There was no way in which I would relinquish what had become an absolute requirement for starting my day. Tefillin no longer were gendered. When my daughter became bat mitzvah she did not have to go through the process I had undergone; she never hesitated to take on this responsibility as her mandate. For her, tefillin never were gendered. And my granddaughter, who became bat mitzvah a few months ago, also started davening daily in tefillin. The first time we were at a weekday minyan together, grandmother and granddaughter in tefillin, was an amazing experience.
Over time, my understanding of the texts changed. For me this is no longer an obligation that I have assumed, but a sacred obligation, clearly written in the Torah. The mitzvah of tefillin is found in the verses from Deuteronomy 6, which we read as the first section of the Shma. The Shma addresses the Israelites as a nation, in the masculine singular. Thus, the commandment to love God is ve’ahavta, and “you (masculine singular) shall love the Lord your God…” (Deut 6:5). But it is understood that men and women both are obligated to love God. Similarly, when the injunction is to “bind them” – these instructions or words – “as a sign on your hand and let them serve as a symbol on your forehead,” the “you” is in the masculine singular, but this commandment, like the one to love God, clearly is meant for both men and women.
As my daughter said years ago, it makes no sense to separate these commandments.

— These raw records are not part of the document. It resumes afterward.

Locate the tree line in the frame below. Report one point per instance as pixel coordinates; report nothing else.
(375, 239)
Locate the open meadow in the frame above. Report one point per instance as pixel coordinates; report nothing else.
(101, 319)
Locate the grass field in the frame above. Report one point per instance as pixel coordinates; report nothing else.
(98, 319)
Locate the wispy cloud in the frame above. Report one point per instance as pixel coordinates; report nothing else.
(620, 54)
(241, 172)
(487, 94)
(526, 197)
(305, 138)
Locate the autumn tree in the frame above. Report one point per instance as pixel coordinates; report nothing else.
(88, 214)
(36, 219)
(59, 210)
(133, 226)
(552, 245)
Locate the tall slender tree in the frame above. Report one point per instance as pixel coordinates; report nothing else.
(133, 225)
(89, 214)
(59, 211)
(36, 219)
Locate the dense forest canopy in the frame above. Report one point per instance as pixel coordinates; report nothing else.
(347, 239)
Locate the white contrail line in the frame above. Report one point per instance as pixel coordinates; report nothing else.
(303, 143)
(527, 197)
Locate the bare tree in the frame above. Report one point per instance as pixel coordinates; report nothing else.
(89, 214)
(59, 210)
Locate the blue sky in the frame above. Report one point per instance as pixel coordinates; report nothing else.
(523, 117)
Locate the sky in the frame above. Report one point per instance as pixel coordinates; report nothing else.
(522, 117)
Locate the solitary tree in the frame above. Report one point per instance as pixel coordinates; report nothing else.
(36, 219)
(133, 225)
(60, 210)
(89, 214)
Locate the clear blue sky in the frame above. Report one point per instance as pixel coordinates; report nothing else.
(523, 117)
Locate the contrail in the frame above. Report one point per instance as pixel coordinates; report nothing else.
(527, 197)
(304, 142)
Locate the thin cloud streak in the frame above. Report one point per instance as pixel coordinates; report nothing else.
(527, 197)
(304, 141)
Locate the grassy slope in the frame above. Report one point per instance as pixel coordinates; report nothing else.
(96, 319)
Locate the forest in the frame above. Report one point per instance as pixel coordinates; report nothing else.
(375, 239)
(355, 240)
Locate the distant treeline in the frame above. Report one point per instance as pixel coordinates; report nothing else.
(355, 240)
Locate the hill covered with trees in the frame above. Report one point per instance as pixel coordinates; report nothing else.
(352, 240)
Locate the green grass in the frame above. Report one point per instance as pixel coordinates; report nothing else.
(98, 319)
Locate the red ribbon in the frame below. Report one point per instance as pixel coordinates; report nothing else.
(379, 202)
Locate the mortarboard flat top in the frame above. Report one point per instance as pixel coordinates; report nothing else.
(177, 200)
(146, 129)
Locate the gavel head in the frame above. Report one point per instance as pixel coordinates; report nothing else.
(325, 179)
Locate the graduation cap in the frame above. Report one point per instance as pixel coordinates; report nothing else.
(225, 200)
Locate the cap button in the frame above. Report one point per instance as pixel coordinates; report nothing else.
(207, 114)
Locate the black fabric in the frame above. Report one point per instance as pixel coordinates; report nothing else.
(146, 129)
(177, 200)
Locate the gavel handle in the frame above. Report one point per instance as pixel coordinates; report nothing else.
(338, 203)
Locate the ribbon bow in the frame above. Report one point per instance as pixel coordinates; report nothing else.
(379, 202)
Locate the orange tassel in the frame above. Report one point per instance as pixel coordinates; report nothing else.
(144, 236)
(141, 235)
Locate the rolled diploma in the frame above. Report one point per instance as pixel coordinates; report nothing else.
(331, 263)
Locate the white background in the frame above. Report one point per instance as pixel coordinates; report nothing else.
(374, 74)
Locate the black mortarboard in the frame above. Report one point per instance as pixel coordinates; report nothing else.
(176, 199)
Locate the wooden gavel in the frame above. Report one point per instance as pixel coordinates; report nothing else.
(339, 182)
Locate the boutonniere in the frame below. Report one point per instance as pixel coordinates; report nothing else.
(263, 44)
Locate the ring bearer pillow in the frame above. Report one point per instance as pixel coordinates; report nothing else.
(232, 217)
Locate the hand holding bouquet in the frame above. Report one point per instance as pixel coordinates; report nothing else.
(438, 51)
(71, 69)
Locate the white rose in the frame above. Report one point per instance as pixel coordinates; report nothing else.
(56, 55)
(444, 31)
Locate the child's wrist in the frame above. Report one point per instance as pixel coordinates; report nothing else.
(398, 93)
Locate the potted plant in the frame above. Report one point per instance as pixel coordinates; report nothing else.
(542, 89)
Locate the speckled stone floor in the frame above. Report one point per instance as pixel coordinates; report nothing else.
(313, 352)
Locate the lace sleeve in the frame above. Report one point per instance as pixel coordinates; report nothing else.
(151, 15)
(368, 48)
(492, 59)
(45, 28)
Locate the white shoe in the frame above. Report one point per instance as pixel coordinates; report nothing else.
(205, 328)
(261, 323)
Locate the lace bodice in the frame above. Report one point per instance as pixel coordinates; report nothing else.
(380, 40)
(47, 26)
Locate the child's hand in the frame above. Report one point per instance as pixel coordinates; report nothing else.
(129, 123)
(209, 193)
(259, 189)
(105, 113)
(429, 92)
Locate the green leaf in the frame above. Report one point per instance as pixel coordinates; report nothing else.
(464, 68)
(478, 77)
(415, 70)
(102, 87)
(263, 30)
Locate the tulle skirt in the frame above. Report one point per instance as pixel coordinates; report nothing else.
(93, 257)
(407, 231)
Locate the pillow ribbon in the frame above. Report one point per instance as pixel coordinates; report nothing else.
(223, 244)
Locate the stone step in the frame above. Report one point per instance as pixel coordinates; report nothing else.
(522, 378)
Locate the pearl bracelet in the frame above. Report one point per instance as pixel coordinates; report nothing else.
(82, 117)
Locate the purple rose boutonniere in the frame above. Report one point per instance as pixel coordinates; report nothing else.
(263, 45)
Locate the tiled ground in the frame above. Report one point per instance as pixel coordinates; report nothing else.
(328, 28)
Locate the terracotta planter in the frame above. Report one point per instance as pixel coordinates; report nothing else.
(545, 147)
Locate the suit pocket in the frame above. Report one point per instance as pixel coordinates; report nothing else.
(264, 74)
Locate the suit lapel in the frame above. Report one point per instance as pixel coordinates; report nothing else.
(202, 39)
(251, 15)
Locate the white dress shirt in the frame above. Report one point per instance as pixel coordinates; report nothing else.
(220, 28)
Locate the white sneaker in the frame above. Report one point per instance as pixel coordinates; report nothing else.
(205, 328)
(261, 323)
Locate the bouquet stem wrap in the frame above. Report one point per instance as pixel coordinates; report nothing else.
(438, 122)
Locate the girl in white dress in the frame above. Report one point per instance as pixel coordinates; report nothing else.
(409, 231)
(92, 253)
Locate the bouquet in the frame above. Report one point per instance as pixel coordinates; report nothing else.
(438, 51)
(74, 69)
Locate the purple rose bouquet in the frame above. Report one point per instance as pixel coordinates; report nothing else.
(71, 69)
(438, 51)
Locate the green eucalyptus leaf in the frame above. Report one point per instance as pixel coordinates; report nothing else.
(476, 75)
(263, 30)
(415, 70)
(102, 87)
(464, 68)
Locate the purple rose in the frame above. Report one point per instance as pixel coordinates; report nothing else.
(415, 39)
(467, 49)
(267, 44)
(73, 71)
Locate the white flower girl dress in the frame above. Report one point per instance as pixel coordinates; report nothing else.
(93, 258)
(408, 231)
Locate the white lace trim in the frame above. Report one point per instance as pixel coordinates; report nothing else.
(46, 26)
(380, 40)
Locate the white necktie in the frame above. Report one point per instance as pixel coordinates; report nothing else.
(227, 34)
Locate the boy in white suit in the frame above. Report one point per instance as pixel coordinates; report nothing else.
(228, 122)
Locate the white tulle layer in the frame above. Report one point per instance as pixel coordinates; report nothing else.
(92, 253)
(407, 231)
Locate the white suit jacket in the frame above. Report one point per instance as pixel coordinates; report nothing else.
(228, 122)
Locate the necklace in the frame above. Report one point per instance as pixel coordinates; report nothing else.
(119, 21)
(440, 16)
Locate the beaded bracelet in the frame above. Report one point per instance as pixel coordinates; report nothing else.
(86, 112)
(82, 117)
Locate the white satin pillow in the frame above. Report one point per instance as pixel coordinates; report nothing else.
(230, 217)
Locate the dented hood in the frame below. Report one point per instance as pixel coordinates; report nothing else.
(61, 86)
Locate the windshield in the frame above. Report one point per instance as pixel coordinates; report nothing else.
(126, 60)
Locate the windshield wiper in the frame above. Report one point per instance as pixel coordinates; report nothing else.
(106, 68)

In the past, when life was more gender-segregated, people could not understand the text this way. In our time we are, for the first time, empowered to see this text clearly.
Every morning I feel the power of this incredible symbolic act, binding these texts to my head and arm, carefully placing one on my arm and wrapping the straps down to and around my hand, placing the other just so on my forehead, feeling the tie to God in a way that I never did before. Sure, not every day brings a transcendent religious experience, not every word of the liturgy speaks to me every day, but tefillin are there to keep me anchored.
I feel so blessed to be alive at a time when I can experience this.